Também se verifica que, havendo acumulação de Comarcas e Varas, o magistrado recebe gratificação por trabalhar o dobro ou o triplo do que trabalharia, caso estivesse apenas na sua Vara.
Também é justo e legal o pagamento de diárias para o magistrado que se desloca para outras Comarca, muitas delas distantes, para suprir a falta de outro juiz.
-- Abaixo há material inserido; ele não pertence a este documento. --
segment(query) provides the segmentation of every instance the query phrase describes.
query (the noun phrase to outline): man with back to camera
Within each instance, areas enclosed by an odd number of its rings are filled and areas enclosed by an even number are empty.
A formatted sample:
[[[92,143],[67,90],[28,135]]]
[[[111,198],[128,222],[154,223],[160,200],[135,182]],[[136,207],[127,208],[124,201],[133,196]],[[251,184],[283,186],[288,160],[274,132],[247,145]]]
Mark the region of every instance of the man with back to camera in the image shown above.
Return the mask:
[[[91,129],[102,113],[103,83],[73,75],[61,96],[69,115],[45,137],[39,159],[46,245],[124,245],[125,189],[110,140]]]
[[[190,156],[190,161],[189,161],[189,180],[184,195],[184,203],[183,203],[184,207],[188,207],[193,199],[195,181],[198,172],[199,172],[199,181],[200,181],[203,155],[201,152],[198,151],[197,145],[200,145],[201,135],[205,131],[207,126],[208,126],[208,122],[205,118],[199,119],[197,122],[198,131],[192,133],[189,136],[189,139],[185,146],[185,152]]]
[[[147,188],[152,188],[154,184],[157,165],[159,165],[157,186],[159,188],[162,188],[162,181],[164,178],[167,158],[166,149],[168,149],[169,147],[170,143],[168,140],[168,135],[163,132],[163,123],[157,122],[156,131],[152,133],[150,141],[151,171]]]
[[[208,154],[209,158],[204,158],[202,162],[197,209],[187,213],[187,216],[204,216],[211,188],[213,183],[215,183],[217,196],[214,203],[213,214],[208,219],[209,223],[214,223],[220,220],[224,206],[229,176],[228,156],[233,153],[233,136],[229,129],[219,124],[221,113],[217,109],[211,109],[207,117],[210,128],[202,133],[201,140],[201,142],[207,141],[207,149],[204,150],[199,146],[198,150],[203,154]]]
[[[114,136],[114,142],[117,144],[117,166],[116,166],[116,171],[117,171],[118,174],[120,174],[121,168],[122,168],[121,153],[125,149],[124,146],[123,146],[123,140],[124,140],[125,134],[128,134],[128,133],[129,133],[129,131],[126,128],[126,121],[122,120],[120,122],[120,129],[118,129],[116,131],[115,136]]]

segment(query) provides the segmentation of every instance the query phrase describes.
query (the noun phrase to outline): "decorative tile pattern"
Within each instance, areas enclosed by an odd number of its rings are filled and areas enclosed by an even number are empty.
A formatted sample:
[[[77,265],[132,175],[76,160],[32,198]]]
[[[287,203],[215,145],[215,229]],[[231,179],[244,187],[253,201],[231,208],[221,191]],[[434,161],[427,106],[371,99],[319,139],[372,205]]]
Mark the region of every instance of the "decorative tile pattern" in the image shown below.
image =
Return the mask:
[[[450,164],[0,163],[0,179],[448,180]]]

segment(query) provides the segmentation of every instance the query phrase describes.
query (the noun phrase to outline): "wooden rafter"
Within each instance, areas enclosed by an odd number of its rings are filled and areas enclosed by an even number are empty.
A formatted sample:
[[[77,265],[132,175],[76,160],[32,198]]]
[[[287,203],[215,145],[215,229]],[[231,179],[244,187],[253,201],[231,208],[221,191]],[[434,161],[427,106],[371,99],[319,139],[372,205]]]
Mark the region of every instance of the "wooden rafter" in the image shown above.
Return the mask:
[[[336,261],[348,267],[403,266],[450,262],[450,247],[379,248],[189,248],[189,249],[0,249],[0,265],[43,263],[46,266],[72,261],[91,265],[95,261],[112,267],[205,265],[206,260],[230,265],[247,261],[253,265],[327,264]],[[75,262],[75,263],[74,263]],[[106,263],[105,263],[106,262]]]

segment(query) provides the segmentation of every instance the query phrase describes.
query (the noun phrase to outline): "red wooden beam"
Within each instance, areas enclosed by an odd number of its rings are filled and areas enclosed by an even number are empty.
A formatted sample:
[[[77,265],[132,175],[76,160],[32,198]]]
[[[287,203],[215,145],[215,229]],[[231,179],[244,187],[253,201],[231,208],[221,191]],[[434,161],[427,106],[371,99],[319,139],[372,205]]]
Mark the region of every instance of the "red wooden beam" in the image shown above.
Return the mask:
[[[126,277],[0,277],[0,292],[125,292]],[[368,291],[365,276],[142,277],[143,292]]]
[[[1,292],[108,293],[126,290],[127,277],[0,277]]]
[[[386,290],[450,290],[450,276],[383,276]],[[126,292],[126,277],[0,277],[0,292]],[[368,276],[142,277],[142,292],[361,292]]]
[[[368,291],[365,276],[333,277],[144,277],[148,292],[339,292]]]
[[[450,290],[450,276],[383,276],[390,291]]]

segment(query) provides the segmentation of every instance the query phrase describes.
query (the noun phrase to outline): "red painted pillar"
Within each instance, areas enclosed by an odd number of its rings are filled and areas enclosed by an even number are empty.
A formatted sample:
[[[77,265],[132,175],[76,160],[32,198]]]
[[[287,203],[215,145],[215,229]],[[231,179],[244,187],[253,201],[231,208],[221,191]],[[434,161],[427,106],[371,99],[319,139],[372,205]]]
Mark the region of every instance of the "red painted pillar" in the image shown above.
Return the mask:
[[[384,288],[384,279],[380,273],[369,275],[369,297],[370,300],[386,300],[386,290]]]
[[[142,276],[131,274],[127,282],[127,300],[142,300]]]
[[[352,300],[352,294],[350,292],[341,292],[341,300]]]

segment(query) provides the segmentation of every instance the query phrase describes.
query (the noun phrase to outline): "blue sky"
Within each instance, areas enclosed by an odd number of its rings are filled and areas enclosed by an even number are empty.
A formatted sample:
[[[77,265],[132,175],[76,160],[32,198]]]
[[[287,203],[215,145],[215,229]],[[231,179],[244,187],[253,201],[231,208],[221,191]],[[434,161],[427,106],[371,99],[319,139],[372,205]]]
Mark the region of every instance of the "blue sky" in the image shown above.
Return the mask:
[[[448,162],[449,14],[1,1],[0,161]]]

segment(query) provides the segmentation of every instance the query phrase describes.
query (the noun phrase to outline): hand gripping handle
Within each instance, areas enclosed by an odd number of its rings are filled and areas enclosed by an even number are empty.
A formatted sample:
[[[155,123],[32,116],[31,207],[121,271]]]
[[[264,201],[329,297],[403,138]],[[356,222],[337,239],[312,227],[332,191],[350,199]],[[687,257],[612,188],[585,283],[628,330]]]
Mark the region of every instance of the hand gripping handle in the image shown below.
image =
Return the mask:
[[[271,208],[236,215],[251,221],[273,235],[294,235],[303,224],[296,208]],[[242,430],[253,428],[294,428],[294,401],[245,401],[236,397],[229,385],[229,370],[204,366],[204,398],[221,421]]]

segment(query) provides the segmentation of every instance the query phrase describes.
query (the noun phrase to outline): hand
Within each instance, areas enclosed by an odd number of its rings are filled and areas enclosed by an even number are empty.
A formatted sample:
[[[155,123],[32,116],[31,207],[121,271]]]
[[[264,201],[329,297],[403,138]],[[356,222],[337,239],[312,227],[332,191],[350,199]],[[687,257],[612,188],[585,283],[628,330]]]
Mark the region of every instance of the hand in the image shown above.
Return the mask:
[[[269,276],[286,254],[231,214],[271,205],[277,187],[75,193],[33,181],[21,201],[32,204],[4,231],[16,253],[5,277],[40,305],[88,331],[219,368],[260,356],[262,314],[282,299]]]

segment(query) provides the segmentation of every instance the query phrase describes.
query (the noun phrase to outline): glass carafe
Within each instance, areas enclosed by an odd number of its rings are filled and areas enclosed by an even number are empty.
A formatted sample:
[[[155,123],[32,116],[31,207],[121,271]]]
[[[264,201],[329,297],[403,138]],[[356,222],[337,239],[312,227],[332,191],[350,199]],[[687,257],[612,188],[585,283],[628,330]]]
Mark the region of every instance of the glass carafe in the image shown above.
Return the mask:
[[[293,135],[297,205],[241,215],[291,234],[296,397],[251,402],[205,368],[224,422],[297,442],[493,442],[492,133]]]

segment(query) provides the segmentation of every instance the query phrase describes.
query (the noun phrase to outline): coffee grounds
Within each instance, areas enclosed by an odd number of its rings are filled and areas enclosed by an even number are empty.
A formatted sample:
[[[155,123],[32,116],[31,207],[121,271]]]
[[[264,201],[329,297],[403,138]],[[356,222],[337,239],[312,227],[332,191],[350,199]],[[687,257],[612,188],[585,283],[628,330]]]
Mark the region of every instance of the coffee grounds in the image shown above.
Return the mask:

Não se pode esperar que ele pague com seus próprios recursos as despesas com transporte e estada.
O auxílio-moradia decorre de lei e está sendo pago em razão de decisão do STF. Na verdade, a grande luta da magistratura é por um subsídio compatível com as responsabilidades do cargo, que seja corrigido periodicamente, a fim de recompor as perdas inflacionárias.
Desde a instituição do sistema de subsídios, em 2005, o pacto político constitucional que assegura anualmente corrigi-lo para manter o seu poder de compra foi seguidamente descumprido em pelo menos cinco anos, ao longo dos governos Lula, Dilma e já recentemente no governo Michel Temer, tudo isso gerando perdas no valor dos subsídios da ordem de 43%. Essa mesma desorganização remuneratória, em período anterior ao regime de subsídios, gerou diferenças em favor de parcela da magistratura, cuja liquidação não é menos tormentosa.
As associações da magistratura da União defendem há anos a instituição de um projeto de remuneração que seja estável, transparente, equilibrado e que valorize a gradação da experiência dos magistrados à medida da evolução do tempo de carreira, capaz de assegurar a garantia periódica da recomposição salarial, nos termos da Constituição Federal.
Assim, neste dia 01/12, a Magistratura e o Ministério Público brasileiros se unem em estado de mobilização para reafirmarem publicamente suas posturas independentes e intransigentes no combate à corrupção, na defesa da sociedade e do Estado Democrático de direito, ao passo em que repelem veementemente todas e quaisquer manobras políticas que busquem direta ou indiretamente coibir ou restringir as suas atribuições funcionais.